My parents’ home is on the biggest island in a big lake in New Hampshire. It is always beautiful. In October, though, it is transcendent.
There is nothing more beautiful in the world than the sight of the White Mountains in the fall when the leaves change from green to brilliant reds, yellows, and oranges. Except, of course, the sight of the White Mountains in full fall color from the grounds of a country fair.
This past Saturday, my Personal Chef and I had a leisurely coffee hour with my folks, did some errands around their house, then headed the next town over to the Sandwich Fair.
There is just something about a country fair.
First we head straight to the midway, because looping in and around the spinning rides is where all the wonderful food is! There’s fried dough, fried chicken, and french fries–of course. And you know there were corn dogs and deep fried oreos. There was ice cream, cotton candy, fudge, and candy apples, too. And because this is New Hampshire, there were several community organizations offering up their best versions of apple crisp. Thanks to the growing food truck scene in the area, there was also a great variety of regional foods–Greek gyros, Cajun jambalaya, Mexican street corn… We stopped for some Japanese gyosa (dumplings).
Then you walk through the rows of barns–each one dedicated to a specific agricultural exhibit. There is the barn for cows, the barn for horses, the barn for sheep, the barn for goats. . .
We stopped a while in the goat barn to watch a supremely confident young girl of all of 9 or 10, looking spiffy in her 4-H show uniform, as she put her goat forward for the judges. The lad standing next to her, was clearly uncomfortable in the starched white shirt with the green 4-leaf clover embroidered on the pocket. He shifted back and forth from one foot to the other, nervous that his goat would not measure up to the girl’s. (It did.)
Then there is the barn full of veggies, herbs, flowers, and baked goods. As we wound through the display, we couldn’t help but overhear the two young college co-eds behind us. It was too early in the day for the college kid crowd, so we presume that they were there in support of a younger sibling (maybe that confident girl from the goat barn). They provided hilarious play-by-play commentary of the judged produce. “And once again, Paul T. takes best-in-show for his beautiful red onions. Look at them! They are simply marvelous!” “Hilary S. has mastered the art of growing and preserving herbs. Have you ever seen such wonderful borage before?”
There’s the row of vendors selling saddles, cowboy boots and hats, tractors and farm equipment, garden furniture, bird houses, Cutco knives, food dehydrators, and in a regional nod, there was a vendor selling maple sugaring equipment.
The highlight for my Personal Chef is always the action happening in the event rings. At one end of the fair grounds, there were horses and then oxen pulling sleds of cement blocks. The event he was REALLY looking forward to, though, was the tractor pulling.
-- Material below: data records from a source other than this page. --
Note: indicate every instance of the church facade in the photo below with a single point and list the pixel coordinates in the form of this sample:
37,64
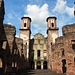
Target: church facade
52,52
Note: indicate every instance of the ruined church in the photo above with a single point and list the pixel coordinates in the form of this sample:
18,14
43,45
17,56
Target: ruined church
53,52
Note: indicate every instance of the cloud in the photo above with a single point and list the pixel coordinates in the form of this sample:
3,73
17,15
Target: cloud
62,8
38,14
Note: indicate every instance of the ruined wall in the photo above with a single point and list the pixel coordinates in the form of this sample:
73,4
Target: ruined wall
63,51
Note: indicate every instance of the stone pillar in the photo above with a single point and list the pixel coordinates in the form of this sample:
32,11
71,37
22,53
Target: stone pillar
35,65
42,65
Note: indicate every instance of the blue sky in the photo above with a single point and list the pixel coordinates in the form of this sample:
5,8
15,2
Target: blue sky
39,10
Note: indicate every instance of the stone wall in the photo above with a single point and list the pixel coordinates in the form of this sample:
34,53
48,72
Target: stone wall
63,51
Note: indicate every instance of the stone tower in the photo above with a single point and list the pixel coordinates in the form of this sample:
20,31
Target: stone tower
52,33
25,35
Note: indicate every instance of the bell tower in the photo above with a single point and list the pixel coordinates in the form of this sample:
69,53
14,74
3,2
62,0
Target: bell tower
52,33
25,33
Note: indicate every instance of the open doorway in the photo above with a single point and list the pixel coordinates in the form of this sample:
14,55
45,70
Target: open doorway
45,65
38,65
64,66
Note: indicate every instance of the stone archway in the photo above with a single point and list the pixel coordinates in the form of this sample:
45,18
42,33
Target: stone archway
45,65
38,65
64,66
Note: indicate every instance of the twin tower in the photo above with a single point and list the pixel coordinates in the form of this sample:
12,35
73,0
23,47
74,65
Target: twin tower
25,32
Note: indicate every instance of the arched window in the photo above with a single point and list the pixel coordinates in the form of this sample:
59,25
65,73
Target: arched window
74,61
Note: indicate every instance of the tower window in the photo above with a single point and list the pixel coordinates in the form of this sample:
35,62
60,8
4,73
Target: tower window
24,24
52,24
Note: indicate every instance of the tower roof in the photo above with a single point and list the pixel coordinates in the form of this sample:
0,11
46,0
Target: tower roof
51,17
26,17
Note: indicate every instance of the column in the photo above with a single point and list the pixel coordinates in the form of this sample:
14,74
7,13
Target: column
41,64
35,65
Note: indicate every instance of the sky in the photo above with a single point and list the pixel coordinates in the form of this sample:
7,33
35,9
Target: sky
39,11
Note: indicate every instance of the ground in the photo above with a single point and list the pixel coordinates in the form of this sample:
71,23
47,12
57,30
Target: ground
35,72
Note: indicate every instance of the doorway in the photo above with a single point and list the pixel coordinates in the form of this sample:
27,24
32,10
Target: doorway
45,65
64,66
38,65
1,64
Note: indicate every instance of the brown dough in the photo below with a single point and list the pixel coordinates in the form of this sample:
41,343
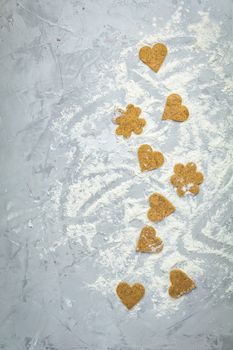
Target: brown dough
129,122
160,207
148,241
130,295
149,159
181,283
153,57
186,178
174,110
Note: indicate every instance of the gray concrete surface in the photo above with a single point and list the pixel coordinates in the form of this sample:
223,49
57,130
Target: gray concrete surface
55,56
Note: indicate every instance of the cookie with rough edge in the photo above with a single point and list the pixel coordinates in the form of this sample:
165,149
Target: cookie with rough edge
130,295
129,122
186,179
174,110
154,56
149,159
160,207
181,283
148,242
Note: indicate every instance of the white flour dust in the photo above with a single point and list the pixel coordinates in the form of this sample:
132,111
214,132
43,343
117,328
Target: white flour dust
110,187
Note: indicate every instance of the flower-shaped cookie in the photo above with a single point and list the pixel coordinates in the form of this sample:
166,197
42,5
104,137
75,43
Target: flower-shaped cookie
129,122
186,178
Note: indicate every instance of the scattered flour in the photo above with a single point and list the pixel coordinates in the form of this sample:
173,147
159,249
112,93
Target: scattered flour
104,185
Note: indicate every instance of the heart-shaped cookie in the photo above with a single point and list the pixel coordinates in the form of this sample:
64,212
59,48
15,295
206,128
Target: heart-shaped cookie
153,57
130,295
148,241
174,110
149,159
160,207
181,283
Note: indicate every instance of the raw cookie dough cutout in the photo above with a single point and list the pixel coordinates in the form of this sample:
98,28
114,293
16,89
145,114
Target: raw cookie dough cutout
148,241
129,121
149,159
130,295
174,110
186,178
181,283
160,207
153,57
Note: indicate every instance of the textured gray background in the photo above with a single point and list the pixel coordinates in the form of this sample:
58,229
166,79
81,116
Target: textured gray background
52,56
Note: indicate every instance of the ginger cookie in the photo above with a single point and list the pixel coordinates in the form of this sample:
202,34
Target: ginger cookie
153,57
186,178
174,110
149,159
148,241
181,283
129,122
130,295
160,207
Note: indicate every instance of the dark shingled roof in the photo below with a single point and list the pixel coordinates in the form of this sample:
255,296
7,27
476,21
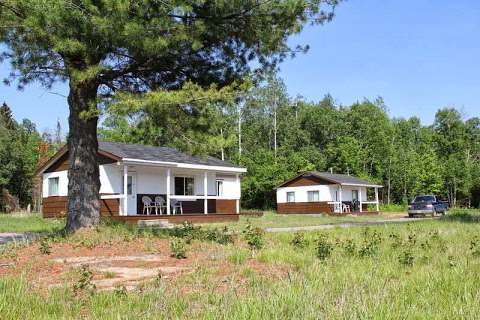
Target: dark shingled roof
151,153
335,178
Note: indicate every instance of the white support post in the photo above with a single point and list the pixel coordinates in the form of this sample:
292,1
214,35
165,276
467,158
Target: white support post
360,199
237,201
205,192
340,190
125,190
169,173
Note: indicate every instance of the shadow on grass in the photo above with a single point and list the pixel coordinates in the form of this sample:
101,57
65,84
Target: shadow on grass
466,216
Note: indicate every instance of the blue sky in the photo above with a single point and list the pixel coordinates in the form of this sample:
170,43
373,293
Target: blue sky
419,55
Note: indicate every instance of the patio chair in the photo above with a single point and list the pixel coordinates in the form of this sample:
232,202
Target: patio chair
147,205
176,205
160,204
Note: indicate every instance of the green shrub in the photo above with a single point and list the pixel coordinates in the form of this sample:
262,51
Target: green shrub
324,247
299,241
406,258
223,236
84,283
178,248
45,247
254,237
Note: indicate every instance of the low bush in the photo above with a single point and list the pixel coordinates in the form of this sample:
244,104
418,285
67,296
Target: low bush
323,248
178,248
84,283
299,241
45,247
254,237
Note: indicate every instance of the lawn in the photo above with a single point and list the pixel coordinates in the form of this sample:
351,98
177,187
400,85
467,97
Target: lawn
271,219
28,222
427,269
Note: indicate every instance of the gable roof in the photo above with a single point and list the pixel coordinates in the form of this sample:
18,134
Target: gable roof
163,154
334,178
148,154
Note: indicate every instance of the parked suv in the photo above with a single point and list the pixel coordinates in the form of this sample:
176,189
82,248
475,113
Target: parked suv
423,205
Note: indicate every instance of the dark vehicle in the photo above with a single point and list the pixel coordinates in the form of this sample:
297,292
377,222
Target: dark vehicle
423,205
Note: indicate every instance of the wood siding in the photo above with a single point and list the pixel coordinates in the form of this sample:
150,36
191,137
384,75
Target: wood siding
195,218
304,207
63,163
314,207
56,207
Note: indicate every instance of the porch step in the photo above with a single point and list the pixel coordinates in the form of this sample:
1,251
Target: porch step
157,223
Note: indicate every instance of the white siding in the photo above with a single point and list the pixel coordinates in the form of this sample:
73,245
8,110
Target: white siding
326,193
62,183
150,180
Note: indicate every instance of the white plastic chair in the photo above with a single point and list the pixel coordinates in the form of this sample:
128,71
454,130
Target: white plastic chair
147,205
160,204
176,205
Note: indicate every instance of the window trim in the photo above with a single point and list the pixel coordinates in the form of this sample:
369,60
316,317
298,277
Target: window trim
313,192
184,185
291,192
50,194
217,193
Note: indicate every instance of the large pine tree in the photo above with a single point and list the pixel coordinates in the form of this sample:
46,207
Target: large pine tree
102,46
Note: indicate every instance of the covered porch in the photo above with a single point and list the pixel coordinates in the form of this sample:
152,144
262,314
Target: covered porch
355,198
148,190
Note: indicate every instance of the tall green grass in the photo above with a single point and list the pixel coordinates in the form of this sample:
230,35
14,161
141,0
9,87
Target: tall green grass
28,222
423,270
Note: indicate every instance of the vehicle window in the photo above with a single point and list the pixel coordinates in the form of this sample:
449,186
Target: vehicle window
425,199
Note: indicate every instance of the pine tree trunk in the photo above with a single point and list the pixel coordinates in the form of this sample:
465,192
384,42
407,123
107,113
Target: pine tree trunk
83,174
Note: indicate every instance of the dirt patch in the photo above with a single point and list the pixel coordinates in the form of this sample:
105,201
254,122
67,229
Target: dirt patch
125,263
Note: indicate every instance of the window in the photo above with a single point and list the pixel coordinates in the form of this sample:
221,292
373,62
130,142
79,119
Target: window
354,195
184,186
53,186
129,185
313,196
219,185
291,196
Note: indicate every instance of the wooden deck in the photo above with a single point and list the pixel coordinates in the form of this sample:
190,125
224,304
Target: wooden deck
180,218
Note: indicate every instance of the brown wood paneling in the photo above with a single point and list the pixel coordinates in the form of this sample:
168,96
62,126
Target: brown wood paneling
63,164
190,207
306,181
56,207
304,207
225,206
195,218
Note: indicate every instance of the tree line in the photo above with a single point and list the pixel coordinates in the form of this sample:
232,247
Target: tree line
276,136
22,149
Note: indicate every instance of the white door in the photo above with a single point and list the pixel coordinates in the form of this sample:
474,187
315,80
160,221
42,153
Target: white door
132,193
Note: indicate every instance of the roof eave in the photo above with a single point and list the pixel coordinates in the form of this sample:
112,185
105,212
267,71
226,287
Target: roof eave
183,165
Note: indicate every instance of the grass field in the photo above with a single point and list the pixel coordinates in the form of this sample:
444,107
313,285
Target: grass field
424,270
271,219
27,222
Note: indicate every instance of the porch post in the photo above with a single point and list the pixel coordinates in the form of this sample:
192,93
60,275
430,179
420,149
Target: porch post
360,198
169,173
125,190
237,201
205,192
340,190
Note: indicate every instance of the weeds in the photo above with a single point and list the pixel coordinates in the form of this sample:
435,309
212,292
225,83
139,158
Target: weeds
84,283
45,247
178,248
323,248
254,237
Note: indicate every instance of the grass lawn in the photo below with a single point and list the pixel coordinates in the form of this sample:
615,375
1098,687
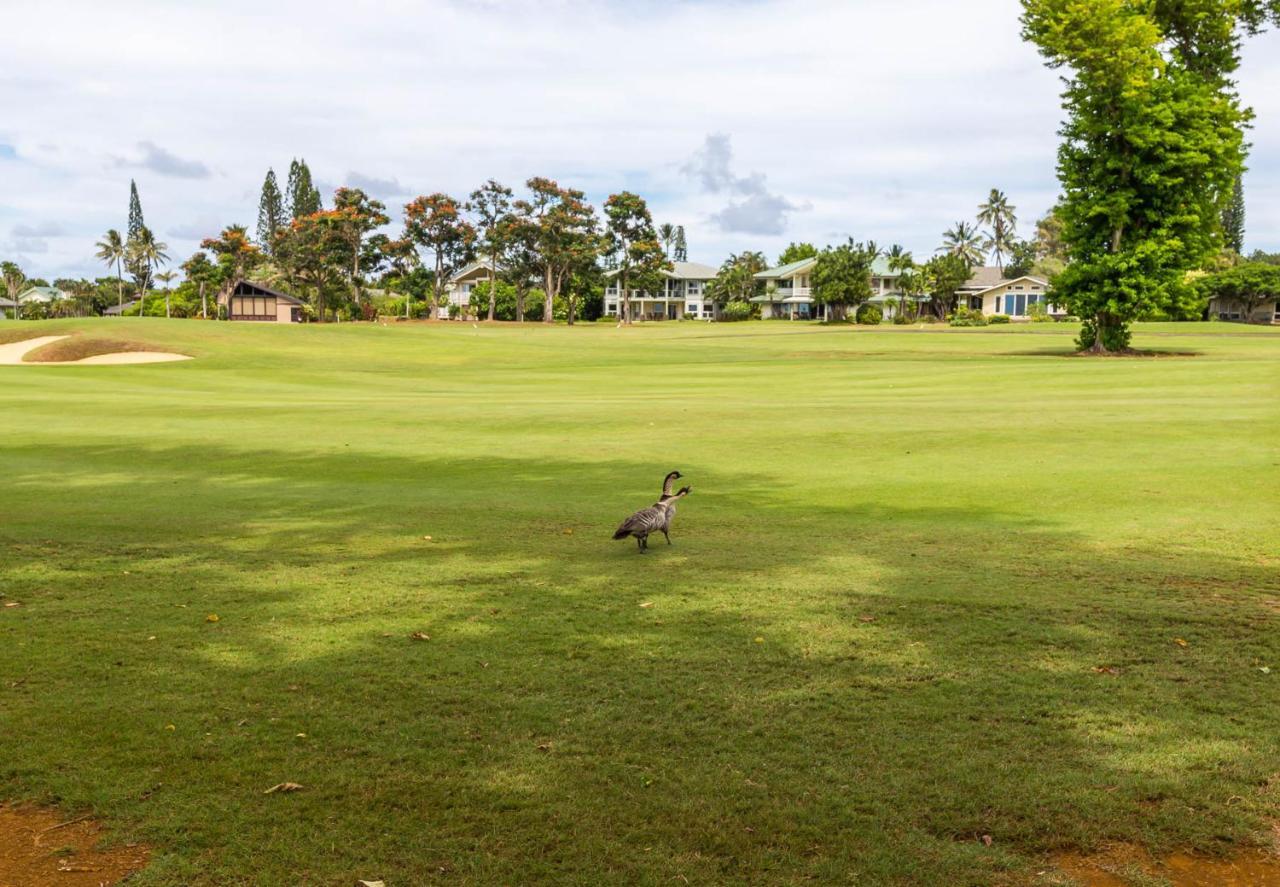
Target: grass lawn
929,586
The line up of antique tractors hooked up to sleds holding thousands of pounds of weights just delights him.
For me, after the food, the highlight of the fair for me is the craft barn. I love the rows of quilts and handknits and tea cozies. The local wood turner who produced beautiful carvings on the spot looked and sounded exactly as you would imagine a New England carver would. The maker of the goat milk soaps looked just like an extra from a Stevie Nicks video. It tickles me so.
The jumble of sights, smells, and sounds on a sunny fall day at the fairgrounds with the mountains in full color in the background made for a perfect day.
How do you celebrate the change of seasons?